The sign bit signals whether the number is positive (:math:`\mathsf{0}`) 
or negative (:math:`\mathsf{1}`), and the exponent uses an offset 
:math:`\mathsf{(011)_2 = 0+2+1 = 3}`. This means that the numbers 
:math:`\mathsf{1}` and :math:`\mathsf{-2}` are represented as

:math:`\mathsf{+1= + 1 \times 2^0 = +(1.000)_2 \times 2^{3-3} =}`

.. list-table:: 

   * - 0
     - 011
     - 0000

:math:`\mathsf{-2= - 1 \times 2^1 = +(1.000)_2 \times 2^{4-3} =}`

.. list-table:: 

   * - 1
     - 100
     - 0000

#. What is the largest, positive, finite number that can be 
   represented in this scheme. Report the decimal value and the 
   underlying bit pattern.

#. What is the largest (in magnitude) negative, finite number that 
   can be represented in this scheme. Report the decimal value and 
   the underlying bit pattern.   

#. What is the smallest, positive, *nondenormalized* nonzero 
   number that can be represented?
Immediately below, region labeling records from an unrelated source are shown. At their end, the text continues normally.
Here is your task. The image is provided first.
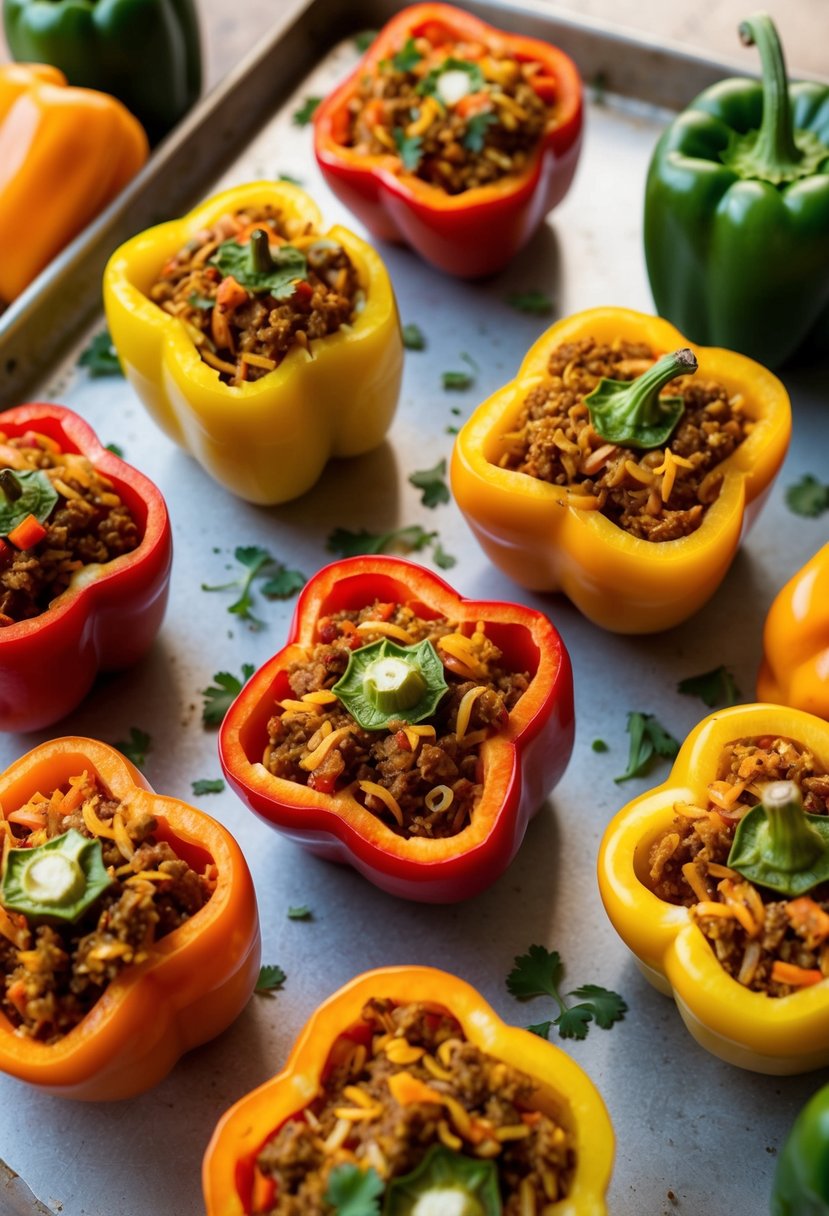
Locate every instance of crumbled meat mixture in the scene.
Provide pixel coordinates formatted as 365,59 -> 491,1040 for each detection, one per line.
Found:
263,602 -> 530,838
498,338 -> 752,541
256,998 -> 575,1216
649,738 -> 829,996
0,772 -> 215,1043
150,206 -> 361,384
349,35 -> 552,195
0,430 -> 141,626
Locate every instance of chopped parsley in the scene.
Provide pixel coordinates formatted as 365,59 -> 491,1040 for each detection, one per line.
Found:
202,663 -> 255,726
507,946 -> 627,1038
677,665 -> 743,709
78,330 -> 124,379
613,711 -> 679,782
408,458 -> 450,507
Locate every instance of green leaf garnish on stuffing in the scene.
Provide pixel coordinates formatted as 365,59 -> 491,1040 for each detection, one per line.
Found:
391,126 -> 423,173
677,665 -> 743,709
254,963 -> 287,993
78,330 -> 124,379
613,710 -> 679,782
408,460 -> 449,507
785,473 -> 829,519
112,726 -> 152,769
507,946 -> 627,1038
202,663 -> 255,726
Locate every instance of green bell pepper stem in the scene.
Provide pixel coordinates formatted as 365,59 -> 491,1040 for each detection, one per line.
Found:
739,12 -> 803,181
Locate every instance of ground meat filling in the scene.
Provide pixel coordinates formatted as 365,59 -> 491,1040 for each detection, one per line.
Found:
263,601 -> 530,838
649,738 -> 829,996
498,338 -> 752,541
0,432 -> 141,626
256,1000 -> 575,1216
150,206 -> 362,384
349,36 -> 552,195
0,772 -> 215,1043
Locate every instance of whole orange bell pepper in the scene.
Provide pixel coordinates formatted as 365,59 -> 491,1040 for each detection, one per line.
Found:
757,545 -> 829,719
202,967 -> 614,1216
0,737 -> 260,1100
451,308 -> 791,634
0,63 -> 150,306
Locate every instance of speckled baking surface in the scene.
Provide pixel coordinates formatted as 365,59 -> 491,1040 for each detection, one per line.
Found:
0,7 -> 829,1216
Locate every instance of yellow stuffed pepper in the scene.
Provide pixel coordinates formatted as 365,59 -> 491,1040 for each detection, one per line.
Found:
598,704 -> 829,1075
757,545 -> 829,719
103,182 -> 402,503
452,308 -> 791,634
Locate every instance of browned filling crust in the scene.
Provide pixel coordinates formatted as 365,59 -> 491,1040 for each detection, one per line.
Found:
256,998 -> 575,1216
0,772 -> 215,1043
349,36 -> 552,195
649,737 -> 829,996
498,338 -> 752,541
0,432 -> 141,626
150,206 -> 362,384
263,602 -> 529,838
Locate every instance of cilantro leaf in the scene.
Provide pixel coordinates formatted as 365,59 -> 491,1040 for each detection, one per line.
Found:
202,663 -> 254,726
507,288 -> 553,316
391,126 -> 423,173
677,665 -> 743,709
402,321 -> 425,350
293,97 -> 322,126
78,330 -> 124,379
191,777 -> 225,794
113,726 -> 153,769
785,473 -> 829,519
325,1161 -> 385,1216
613,711 -> 679,783
254,963 -> 287,993
408,458 -> 449,507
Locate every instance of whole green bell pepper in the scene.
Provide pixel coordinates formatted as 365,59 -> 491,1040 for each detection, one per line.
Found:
644,13 -> 829,367
771,1085 -> 829,1216
2,0 -> 202,143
Report the decimal value and 
   the underlying bit pattern.

#. Here is the bit pattern for zero:
   
   .. list-table:: 

      * - 0
        - 000
        - 0000

   Report the decimal value and bit pattern of the positive, 
   *denormalized* number that is closest to zero; also report the 
   largest, positive *denormalized* number.

#. Consider the following numbers:

   .. math::

      \begin{aligned}
      \mathsf{u = 2 = \bigl(1+0\bigr)\times 2^1} &= 
      \mathsf{(1.0000)_2 \times 2^{4-3}}\\
      \mathsf{w = 2.25 = \bigl(1+\tfrac{1}{8}\bigr)\times 2^1} &= 
      \mathsf{(1.0010)_2 \times 2^{4-3}}\\
      \mathsf{x = 4.25 = \bigl(1+\tfrac{1}{16}\bigr)\times 2^2} &= 
      \mathsf{(1.0001)_2 \times 2^{5-3}}\\
      \mathsf{y = 4.5 = \bigl(1+\tfrac{1}{8}\bigr) \times 2^2} &= 
      \mathsf{(1.0010)_2 \times 2^{5-3}}
      \end{aligned}
        
   Express each of :math:`\mathsf{u}`, :math:`\mathsf{w}`, 
   :math:`\mathsf{x}`, :math:`\mathsf{y}` in the 8-bit floating-point 
   scheme. Then determine the difference of their squares, computed 
   as :math:`\mathsf{x^2 - y^2}` and :math:`\mathsf{(x+y)(x-y)}`; and
   :math:`\mathsf{u^2 - w^2}` and :math:`\mathsf{(u+w)(u-w)}`.